Gudang Garam and Djarum did not respond to requests for comment. Sampoerna did not immediately provide a comment.
INDUSTRY NEEDS ROOM TO BREATHE
Philip Morris, Sampoerna's parent company, said the overall cigarette market in Indonesia dropped 11.6 percent in the second quarter from a year earlier, while its market share fell to 32.8 percent from 33.4 percent.
The U.S. cigarette giant said tax-driven price increases were partly responsible for the drop.
"We are being pressured from all sides: rising excise taxes, a not-so-good economy, anti-tobacco movement," said Muhaimin Moeftie, chairman of the association of Indonesian white cigarette producers. Regulations should give the industry "room to breathe", he added.

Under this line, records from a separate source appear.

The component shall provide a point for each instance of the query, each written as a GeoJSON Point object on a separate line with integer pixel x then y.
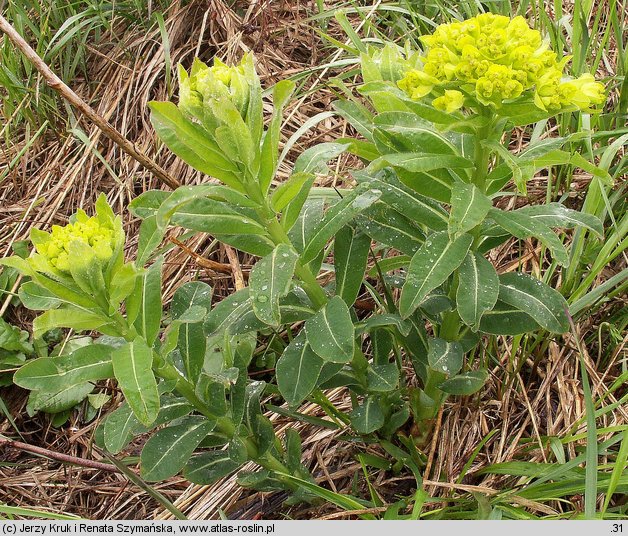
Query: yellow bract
{"type": "Point", "coordinates": [56, 246]}
{"type": "Point", "coordinates": [492, 59]}
{"type": "Point", "coordinates": [204, 84]}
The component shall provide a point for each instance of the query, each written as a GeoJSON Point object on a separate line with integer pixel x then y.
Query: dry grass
{"type": "Point", "coordinates": [522, 401]}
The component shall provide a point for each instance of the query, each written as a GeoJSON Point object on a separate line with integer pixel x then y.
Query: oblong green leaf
{"type": "Point", "coordinates": [208, 467]}
{"type": "Point", "coordinates": [430, 267]}
{"type": "Point", "coordinates": [445, 356]}
{"type": "Point", "coordinates": [387, 226]}
{"type": "Point", "coordinates": [404, 200]}
{"type": "Point", "coordinates": [478, 288]}
{"type": "Point", "coordinates": [466, 383]}
{"type": "Point", "coordinates": [368, 417]}
{"type": "Point", "coordinates": [330, 333]}
{"type": "Point", "coordinates": [166, 452]}
{"type": "Point", "coordinates": [469, 207]}
{"type": "Point", "coordinates": [505, 319]}
{"type": "Point", "coordinates": [132, 366]}
{"type": "Point", "coordinates": [298, 370]}
{"type": "Point", "coordinates": [214, 217]}
{"type": "Point", "coordinates": [351, 250]}
{"type": "Point", "coordinates": [336, 218]}
{"type": "Point", "coordinates": [541, 302]}
{"type": "Point", "coordinates": [270, 280]}
{"type": "Point", "coordinates": [50, 374]}
{"type": "Point", "coordinates": [191, 143]}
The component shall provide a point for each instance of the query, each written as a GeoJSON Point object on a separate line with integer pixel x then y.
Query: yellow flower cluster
{"type": "Point", "coordinates": [219, 81]}
{"type": "Point", "coordinates": [56, 247]}
{"type": "Point", "coordinates": [493, 59]}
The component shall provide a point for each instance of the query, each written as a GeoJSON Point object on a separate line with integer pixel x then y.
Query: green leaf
{"type": "Point", "coordinates": [121, 425]}
{"type": "Point", "coordinates": [191, 143]}
{"type": "Point", "coordinates": [208, 467]}
{"type": "Point", "coordinates": [435, 184]}
{"type": "Point", "coordinates": [132, 366]}
{"type": "Point", "coordinates": [469, 207]}
{"type": "Point", "coordinates": [144, 305]}
{"type": "Point", "coordinates": [166, 452]}
{"type": "Point", "coordinates": [146, 204]}
{"type": "Point", "coordinates": [368, 416]}
{"type": "Point", "coordinates": [233, 315]}
{"type": "Point", "coordinates": [287, 191]}
{"type": "Point", "coordinates": [557, 215]}
{"type": "Point", "coordinates": [445, 356]}
{"type": "Point", "coordinates": [336, 218]}
{"type": "Point", "coordinates": [86, 270]}
{"type": "Point", "coordinates": [396, 195]}
{"type": "Point", "coordinates": [314, 159]}
{"type": "Point", "coordinates": [478, 289]}
{"type": "Point", "coordinates": [430, 267]}
{"type": "Point", "coordinates": [535, 298]}
{"type": "Point", "coordinates": [297, 370]}
{"type": "Point", "coordinates": [330, 333]}
{"type": "Point", "coordinates": [351, 250]}
{"type": "Point", "coordinates": [386, 225]}
{"type": "Point", "coordinates": [421, 162]}
{"type": "Point", "coordinates": [191, 339]}
{"type": "Point", "coordinates": [71, 317]}
{"type": "Point", "coordinates": [505, 319]}
{"type": "Point", "coordinates": [51, 374]}
{"type": "Point", "coordinates": [382, 378]}
{"type": "Point", "coordinates": [523, 226]}
{"type": "Point", "coordinates": [214, 217]}
{"type": "Point", "coordinates": [270, 280]}
{"type": "Point", "coordinates": [305, 222]}
{"type": "Point", "coordinates": [466, 383]}
{"type": "Point", "coordinates": [62, 400]}
{"type": "Point", "coordinates": [282, 91]}
{"type": "Point", "coordinates": [357, 115]}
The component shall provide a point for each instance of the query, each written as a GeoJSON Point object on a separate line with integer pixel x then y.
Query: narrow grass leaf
{"type": "Point", "coordinates": [478, 288]}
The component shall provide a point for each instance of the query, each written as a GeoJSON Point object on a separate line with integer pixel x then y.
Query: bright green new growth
{"type": "Point", "coordinates": [494, 59]}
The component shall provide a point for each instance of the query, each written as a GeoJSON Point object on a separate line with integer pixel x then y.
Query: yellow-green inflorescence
{"type": "Point", "coordinates": [491, 59]}
{"type": "Point", "coordinates": [205, 84]}
{"type": "Point", "coordinates": [55, 246]}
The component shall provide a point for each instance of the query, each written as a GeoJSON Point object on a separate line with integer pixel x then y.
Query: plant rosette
{"type": "Point", "coordinates": [413, 233]}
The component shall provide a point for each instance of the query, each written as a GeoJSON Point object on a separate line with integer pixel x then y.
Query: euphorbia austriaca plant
{"type": "Point", "coordinates": [422, 210]}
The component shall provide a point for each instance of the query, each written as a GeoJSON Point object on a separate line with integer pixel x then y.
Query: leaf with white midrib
{"type": "Point", "coordinates": [478, 288]}
{"type": "Point", "coordinates": [535, 298]}
{"type": "Point", "coordinates": [336, 218]}
{"type": "Point", "coordinates": [469, 207]}
{"type": "Point", "coordinates": [166, 452]}
{"type": "Point", "coordinates": [430, 267]}
{"type": "Point", "coordinates": [298, 370]}
{"type": "Point", "coordinates": [132, 366]}
{"type": "Point", "coordinates": [330, 332]}
{"type": "Point", "coordinates": [270, 280]}
{"type": "Point", "coordinates": [445, 356]}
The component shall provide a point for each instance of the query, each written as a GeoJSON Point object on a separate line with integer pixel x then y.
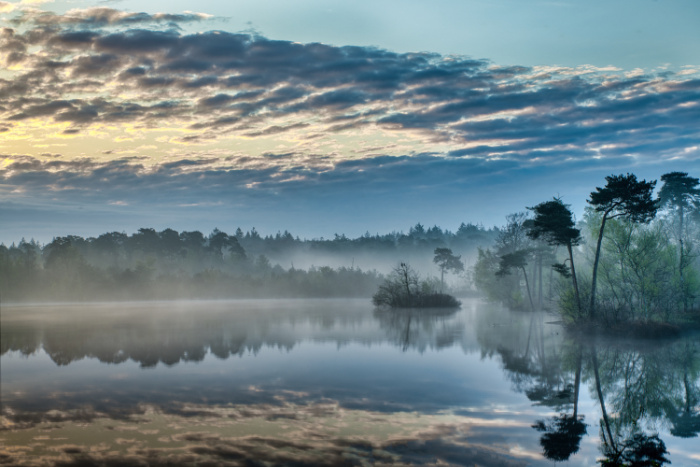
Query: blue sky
{"type": "Point", "coordinates": [325, 117]}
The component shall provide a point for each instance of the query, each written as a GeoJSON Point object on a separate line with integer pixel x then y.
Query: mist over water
{"type": "Point", "coordinates": [324, 380]}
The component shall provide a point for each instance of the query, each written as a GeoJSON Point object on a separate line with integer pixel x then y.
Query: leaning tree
{"type": "Point", "coordinates": [626, 197]}
{"type": "Point", "coordinates": [680, 194]}
{"type": "Point", "coordinates": [554, 223]}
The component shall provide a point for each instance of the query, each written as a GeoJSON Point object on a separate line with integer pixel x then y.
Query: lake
{"type": "Point", "coordinates": [334, 382]}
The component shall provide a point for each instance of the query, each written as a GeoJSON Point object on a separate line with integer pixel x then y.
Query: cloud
{"type": "Point", "coordinates": [102, 16]}
{"type": "Point", "coordinates": [232, 84]}
{"type": "Point", "coordinates": [344, 117]}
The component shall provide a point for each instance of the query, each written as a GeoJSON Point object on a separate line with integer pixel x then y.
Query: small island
{"type": "Point", "coordinates": [404, 289]}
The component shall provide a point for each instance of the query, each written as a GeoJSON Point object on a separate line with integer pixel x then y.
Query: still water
{"type": "Point", "coordinates": [334, 382]}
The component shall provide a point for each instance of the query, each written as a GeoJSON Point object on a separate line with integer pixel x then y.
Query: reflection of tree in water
{"type": "Point", "coordinates": [561, 436]}
{"type": "Point", "coordinates": [682, 409]}
{"type": "Point", "coordinates": [419, 327]}
{"type": "Point", "coordinates": [641, 387]}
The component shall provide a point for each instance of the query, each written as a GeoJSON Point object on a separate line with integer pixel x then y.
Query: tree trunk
{"type": "Point", "coordinates": [577, 383]}
{"type": "Point", "coordinates": [591, 312]}
{"type": "Point", "coordinates": [527, 286]}
{"type": "Point", "coordinates": [540, 282]}
{"type": "Point", "coordinates": [573, 278]}
{"type": "Point", "coordinates": [681, 261]}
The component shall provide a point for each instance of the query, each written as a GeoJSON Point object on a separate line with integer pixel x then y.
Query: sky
{"type": "Point", "coordinates": [323, 117]}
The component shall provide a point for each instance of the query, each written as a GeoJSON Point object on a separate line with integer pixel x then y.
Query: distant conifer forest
{"type": "Point", "coordinates": [168, 264]}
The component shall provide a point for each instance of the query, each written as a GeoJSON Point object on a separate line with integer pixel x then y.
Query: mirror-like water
{"type": "Point", "coordinates": [334, 382]}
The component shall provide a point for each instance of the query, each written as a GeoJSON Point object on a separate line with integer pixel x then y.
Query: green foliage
{"type": "Point", "coordinates": [404, 289]}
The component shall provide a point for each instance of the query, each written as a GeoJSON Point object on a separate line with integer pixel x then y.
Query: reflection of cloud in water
{"type": "Point", "coordinates": [170, 333]}
{"type": "Point", "coordinates": [289, 433]}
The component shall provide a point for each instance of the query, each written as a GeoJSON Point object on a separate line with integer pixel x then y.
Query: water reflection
{"type": "Point", "coordinates": [478, 385]}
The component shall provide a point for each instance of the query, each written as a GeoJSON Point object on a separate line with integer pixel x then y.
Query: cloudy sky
{"type": "Point", "coordinates": [325, 117]}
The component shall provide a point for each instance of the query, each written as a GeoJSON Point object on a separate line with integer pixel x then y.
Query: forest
{"type": "Point", "coordinates": [185, 265]}
{"type": "Point", "coordinates": [633, 258]}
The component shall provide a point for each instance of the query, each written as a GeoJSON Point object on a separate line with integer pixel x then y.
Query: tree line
{"type": "Point", "coordinates": [168, 264]}
{"type": "Point", "coordinates": [632, 258]}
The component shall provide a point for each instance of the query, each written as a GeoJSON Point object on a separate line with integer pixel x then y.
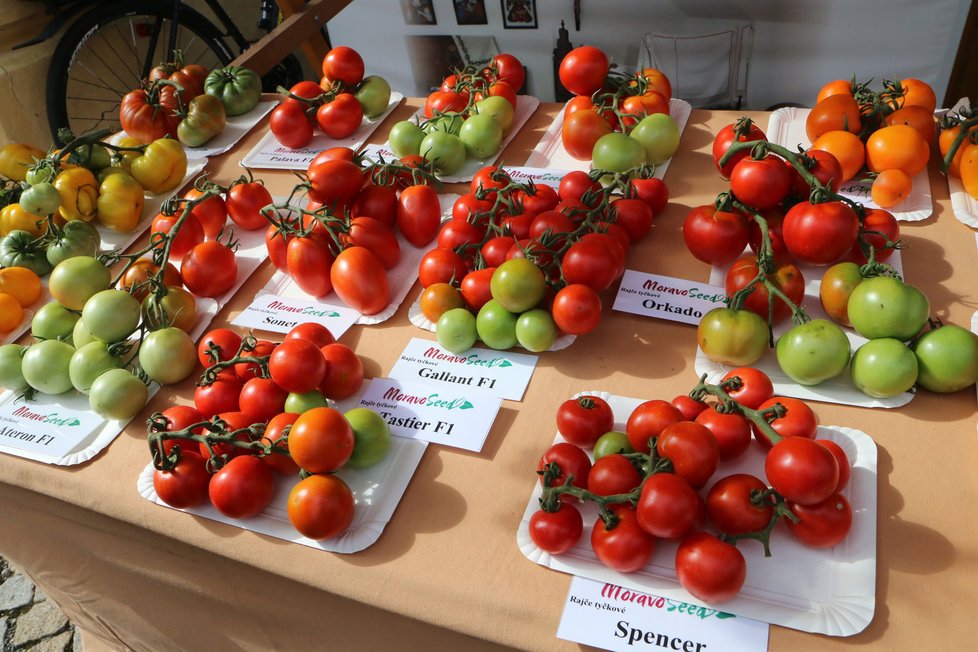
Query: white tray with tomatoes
{"type": "Point", "coordinates": [550, 152]}
{"type": "Point", "coordinates": [269, 154]}
{"type": "Point", "coordinates": [827, 591]}
{"type": "Point", "coordinates": [836, 390]}
{"type": "Point", "coordinates": [400, 278]}
{"type": "Point", "coordinates": [107, 430]}
{"type": "Point", "coordinates": [377, 490]}
{"type": "Point", "coordinates": [786, 127]}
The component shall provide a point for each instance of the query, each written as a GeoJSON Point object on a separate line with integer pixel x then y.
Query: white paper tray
{"type": "Point", "coordinates": [829, 591]}
{"type": "Point", "coordinates": [400, 278]}
{"type": "Point", "coordinates": [525, 106]}
{"type": "Point", "coordinates": [269, 154]}
{"type": "Point", "coordinates": [376, 490]}
{"type": "Point", "coordinates": [550, 152]}
{"type": "Point", "coordinates": [787, 128]}
{"type": "Point", "coordinates": [836, 390]}
{"type": "Point", "coordinates": [107, 431]}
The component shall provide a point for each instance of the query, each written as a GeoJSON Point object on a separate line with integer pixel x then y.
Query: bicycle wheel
{"type": "Point", "coordinates": [105, 53]}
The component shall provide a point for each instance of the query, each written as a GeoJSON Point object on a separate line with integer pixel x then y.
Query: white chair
{"type": "Point", "coordinates": [707, 70]}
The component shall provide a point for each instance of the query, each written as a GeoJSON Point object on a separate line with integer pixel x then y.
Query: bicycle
{"type": "Point", "coordinates": [110, 48]}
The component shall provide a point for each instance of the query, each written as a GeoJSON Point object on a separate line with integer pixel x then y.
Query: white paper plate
{"type": "Point", "coordinates": [115, 241]}
{"type": "Point", "coordinates": [107, 431]}
{"type": "Point", "coordinates": [550, 152]}
{"type": "Point", "coordinates": [400, 278]}
{"type": "Point", "coordinates": [525, 106]}
{"type": "Point", "coordinates": [836, 390]}
{"type": "Point", "coordinates": [269, 154]}
{"type": "Point", "coordinates": [787, 128]}
{"type": "Point", "coordinates": [829, 591]}
{"type": "Point", "coordinates": [376, 490]}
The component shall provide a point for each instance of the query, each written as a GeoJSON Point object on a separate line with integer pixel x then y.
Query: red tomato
{"type": "Point", "coordinates": [209, 269]}
{"type": "Point", "coordinates": [713, 236]}
{"type": "Point", "coordinates": [801, 470]}
{"type": "Point", "coordinates": [556, 532]}
{"type": "Point", "coordinates": [583, 70]}
{"type": "Point", "coordinates": [418, 214]}
{"type": "Point", "coordinates": [344, 372]}
{"type": "Point", "coordinates": [360, 280]}
{"type": "Point", "coordinates": [321, 440]}
{"type": "Point", "coordinates": [244, 203]}
{"type": "Point", "coordinates": [185, 485]}
{"type": "Point", "coordinates": [626, 547]}
{"type": "Point", "coordinates": [243, 487]}
{"type": "Point", "coordinates": [321, 507]}
{"type": "Point", "coordinates": [692, 449]}
{"type": "Point", "coordinates": [731, 506]}
{"type": "Point", "coordinates": [649, 420]}
{"type": "Point", "coordinates": [823, 524]}
{"type": "Point", "coordinates": [710, 569]}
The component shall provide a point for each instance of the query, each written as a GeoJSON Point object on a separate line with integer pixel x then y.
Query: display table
{"type": "Point", "coordinates": [447, 573]}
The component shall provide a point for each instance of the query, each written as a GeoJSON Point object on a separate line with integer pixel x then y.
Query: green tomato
{"type": "Point", "coordinates": [444, 150]}
{"type": "Point", "coordinates": [536, 330]}
{"type": "Point", "coordinates": [883, 368]}
{"type": "Point", "coordinates": [41, 199]}
{"type": "Point", "coordinates": [76, 280]}
{"type": "Point", "coordinates": [499, 108]}
{"type": "Point", "coordinates": [456, 330]}
{"type": "Point", "coordinates": [884, 306]}
{"type": "Point", "coordinates": [11, 374]}
{"type": "Point", "coordinates": [617, 152]}
{"type": "Point", "coordinates": [610, 443]}
{"type": "Point", "coordinates": [167, 355]}
{"type": "Point", "coordinates": [117, 394]}
{"type": "Point", "coordinates": [481, 135]}
{"type": "Point", "coordinates": [518, 285]}
{"type": "Point", "coordinates": [813, 352]}
{"type": "Point", "coordinates": [53, 322]}
{"type": "Point", "coordinates": [299, 403]}
{"type": "Point", "coordinates": [45, 366]}
{"type": "Point", "coordinates": [88, 363]}
{"type": "Point", "coordinates": [77, 238]}
{"type": "Point", "coordinates": [111, 315]}
{"type": "Point", "coordinates": [372, 438]}
{"type": "Point", "coordinates": [659, 137]}
{"type": "Point", "coordinates": [947, 359]}
{"type": "Point", "coordinates": [734, 337]}
{"type": "Point", "coordinates": [405, 138]}
{"type": "Point", "coordinates": [373, 95]}
{"type": "Point", "coordinates": [496, 326]}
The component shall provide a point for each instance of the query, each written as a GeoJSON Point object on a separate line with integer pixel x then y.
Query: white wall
{"type": "Point", "coordinates": [798, 46]}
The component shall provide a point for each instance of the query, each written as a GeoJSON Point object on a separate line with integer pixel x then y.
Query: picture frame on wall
{"type": "Point", "coordinates": [470, 12]}
{"type": "Point", "coordinates": [519, 14]}
{"type": "Point", "coordinates": [418, 12]}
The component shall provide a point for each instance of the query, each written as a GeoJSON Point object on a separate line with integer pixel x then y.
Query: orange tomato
{"type": "Point", "coordinates": [22, 284]}
{"type": "Point", "coordinates": [918, 93]}
{"type": "Point", "coordinates": [846, 147]}
{"type": "Point", "coordinates": [890, 188]}
{"type": "Point", "coordinates": [917, 117]}
{"type": "Point", "coordinates": [899, 147]}
{"type": "Point", "coordinates": [836, 112]}
{"type": "Point", "coordinates": [835, 87]}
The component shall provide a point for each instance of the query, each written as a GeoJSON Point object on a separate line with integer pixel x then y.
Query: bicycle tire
{"type": "Point", "coordinates": [79, 64]}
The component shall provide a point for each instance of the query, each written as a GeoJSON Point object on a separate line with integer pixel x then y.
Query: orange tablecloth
{"type": "Point", "coordinates": [446, 573]}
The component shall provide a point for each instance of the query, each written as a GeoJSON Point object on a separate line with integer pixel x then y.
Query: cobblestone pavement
{"type": "Point", "coordinates": [28, 620]}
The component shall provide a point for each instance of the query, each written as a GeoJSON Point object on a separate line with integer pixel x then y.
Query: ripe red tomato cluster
{"type": "Point", "coordinates": [304, 370]}
{"type": "Point", "coordinates": [685, 502]}
{"type": "Point", "coordinates": [345, 241]}
{"type": "Point", "coordinates": [578, 236]}
{"type": "Point", "coordinates": [608, 109]}
{"type": "Point", "coordinates": [336, 105]}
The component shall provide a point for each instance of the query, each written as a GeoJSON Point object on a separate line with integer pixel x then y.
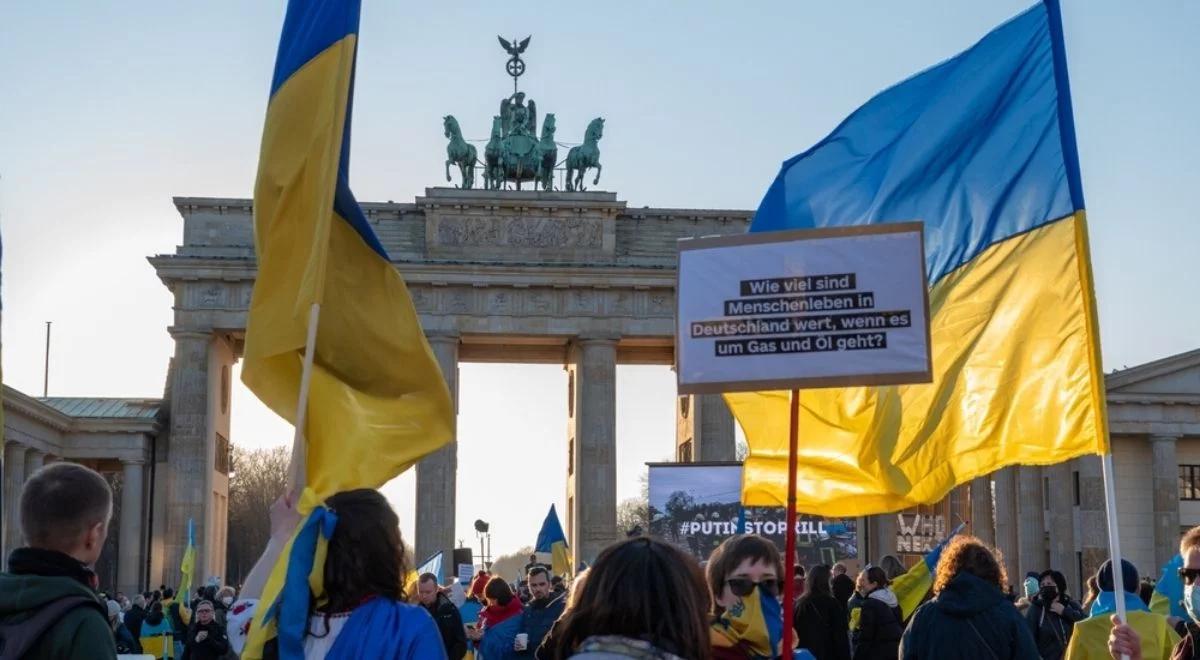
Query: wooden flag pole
{"type": "Point", "coordinates": [298, 466]}
{"type": "Point", "coordinates": [790, 533]}
{"type": "Point", "coordinates": [1110, 509]}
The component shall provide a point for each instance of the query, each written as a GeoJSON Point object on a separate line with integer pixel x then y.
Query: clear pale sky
{"type": "Point", "coordinates": [107, 109]}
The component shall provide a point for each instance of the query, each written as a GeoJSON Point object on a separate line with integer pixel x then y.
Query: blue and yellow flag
{"type": "Point", "coordinates": [552, 540]}
{"type": "Point", "coordinates": [982, 149]}
{"type": "Point", "coordinates": [187, 565]}
{"type": "Point", "coordinates": [377, 401]}
{"type": "Point", "coordinates": [1168, 597]}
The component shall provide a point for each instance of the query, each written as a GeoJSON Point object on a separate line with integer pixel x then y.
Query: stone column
{"type": "Point", "coordinates": [1165, 480]}
{"type": "Point", "coordinates": [1061, 522]}
{"type": "Point", "coordinates": [1031, 520]}
{"type": "Point", "coordinates": [982, 525]}
{"type": "Point", "coordinates": [1093, 527]}
{"type": "Point", "coordinates": [34, 461]}
{"type": "Point", "coordinates": [13, 480]}
{"type": "Point", "coordinates": [706, 421]}
{"type": "Point", "coordinates": [1005, 481]}
{"type": "Point", "coordinates": [130, 540]}
{"type": "Point", "coordinates": [593, 484]}
{"type": "Point", "coordinates": [187, 474]}
{"type": "Point", "coordinates": [437, 473]}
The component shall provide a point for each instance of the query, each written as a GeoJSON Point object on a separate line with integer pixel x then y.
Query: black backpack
{"type": "Point", "coordinates": [16, 639]}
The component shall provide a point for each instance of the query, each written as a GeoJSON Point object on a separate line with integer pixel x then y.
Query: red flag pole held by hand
{"type": "Point", "coordinates": [790, 534]}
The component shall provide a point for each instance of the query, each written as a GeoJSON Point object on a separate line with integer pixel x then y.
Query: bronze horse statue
{"type": "Point", "coordinates": [585, 156]}
{"type": "Point", "coordinates": [460, 153]}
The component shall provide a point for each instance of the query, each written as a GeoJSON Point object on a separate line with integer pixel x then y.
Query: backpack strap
{"type": "Point", "coordinates": [16, 639]}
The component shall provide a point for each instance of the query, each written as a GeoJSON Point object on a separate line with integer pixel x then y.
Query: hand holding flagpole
{"type": "Point", "coordinates": [298, 466]}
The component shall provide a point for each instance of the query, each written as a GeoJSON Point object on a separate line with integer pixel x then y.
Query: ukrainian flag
{"type": "Point", "coordinates": [552, 540]}
{"type": "Point", "coordinates": [377, 401]}
{"type": "Point", "coordinates": [982, 149]}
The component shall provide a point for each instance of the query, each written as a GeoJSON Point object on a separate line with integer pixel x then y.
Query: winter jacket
{"type": "Point", "coordinates": [83, 633]}
{"type": "Point", "coordinates": [820, 623]}
{"type": "Point", "coordinates": [1187, 648]}
{"type": "Point", "coordinates": [156, 636]}
{"type": "Point", "coordinates": [971, 619]}
{"type": "Point", "coordinates": [537, 621]}
{"type": "Point", "coordinates": [133, 619]}
{"type": "Point", "coordinates": [843, 588]}
{"type": "Point", "coordinates": [1090, 640]}
{"type": "Point", "coordinates": [214, 646]}
{"type": "Point", "coordinates": [449, 622]}
{"type": "Point", "coordinates": [879, 627]}
{"type": "Point", "coordinates": [1051, 631]}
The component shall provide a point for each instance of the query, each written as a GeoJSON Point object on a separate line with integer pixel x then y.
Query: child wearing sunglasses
{"type": "Point", "coordinates": [744, 575]}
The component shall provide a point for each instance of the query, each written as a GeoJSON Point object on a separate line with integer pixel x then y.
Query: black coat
{"type": "Point", "coordinates": [537, 621]}
{"type": "Point", "coordinates": [821, 627]}
{"type": "Point", "coordinates": [133, 619]}
{"type": "Point", "coordinates": [214, 647]}
{"type": "Point", "coordinates": [971, 619]}
{"type": "Point", "coordinates": [1051, 631]}
{"type": "Point", "coordinates": [449, 622]}
{"type": "Point", "coordinates": [879, 627]}
{"type": "Point", "coordinates": [843, 588]}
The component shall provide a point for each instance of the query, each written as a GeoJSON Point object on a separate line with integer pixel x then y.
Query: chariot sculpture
{"type": "Point", "coordinates": [515, 154]}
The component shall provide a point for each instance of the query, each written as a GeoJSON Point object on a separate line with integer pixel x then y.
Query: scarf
{"type": "Point", "coordinates": [51, 563]}
{"type": "Point", "coordinates": [754, 624]}
{"type": "Point", "coordinates": [624, 647]}
{"type": "Point", "coordinates": [495, 615]}
{"type": "Point", "coordinates": [385, 629]}
{"type": "Point", "coordinates": [1107, 603]}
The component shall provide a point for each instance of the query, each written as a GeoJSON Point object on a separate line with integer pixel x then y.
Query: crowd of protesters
{"type": "Point", "coordinates": [641, 599]}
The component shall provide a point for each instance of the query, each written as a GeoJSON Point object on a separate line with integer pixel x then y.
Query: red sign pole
{"type": "Point", "coordinates": [790, 534]}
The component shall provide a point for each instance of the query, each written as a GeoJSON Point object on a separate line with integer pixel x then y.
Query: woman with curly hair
{"type": "Point", "coordinates": [969, 618]}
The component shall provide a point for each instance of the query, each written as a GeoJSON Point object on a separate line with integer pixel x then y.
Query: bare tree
{"type": "Point", "coordinates": [256, 479]}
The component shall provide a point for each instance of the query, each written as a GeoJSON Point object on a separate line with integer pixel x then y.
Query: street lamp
{"type": "Point", "coordinates": [485, 552]}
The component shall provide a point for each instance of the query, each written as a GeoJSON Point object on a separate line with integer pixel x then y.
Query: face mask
{"type": "Point", "coordinates": [1192, 601]}
{"type": "Point", "coordinates": [754, 623]}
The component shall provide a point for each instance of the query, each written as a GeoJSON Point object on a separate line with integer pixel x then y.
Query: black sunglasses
{"type": "Point", "coordinates": [742, 587]}
{"type": "Point", "coordinates": [1189, 576]}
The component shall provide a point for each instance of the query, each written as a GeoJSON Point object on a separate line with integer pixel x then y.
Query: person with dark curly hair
{"type": "Point", "coordinates": [364, 613]}
{"type": "Point", "coordinates": [969, 617]}
{"type": "Point", "coordinates": [1053, 615]}
{"type": "Point", "coordinates": [642, 599]}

The decision to raise cigarette excise taxes by an average of 10.5 percent this year, following an 11 percent hike in 2016, was aimed at controlling consumption and distribution, a senior official at the finance ministry said.
"The government is concerned about production, we hope production of cigarettes will gradually drop," said Heru Pambudi, director-general of customs and excise.
But Indonesia's parliament has initiated a bill which if passed into law would cut back health warnings on packs and effectively increase production.
Proponents of the bill say it would safeguard a vital economic sector that employs millions and contributes nearly 10 percent of state revenues.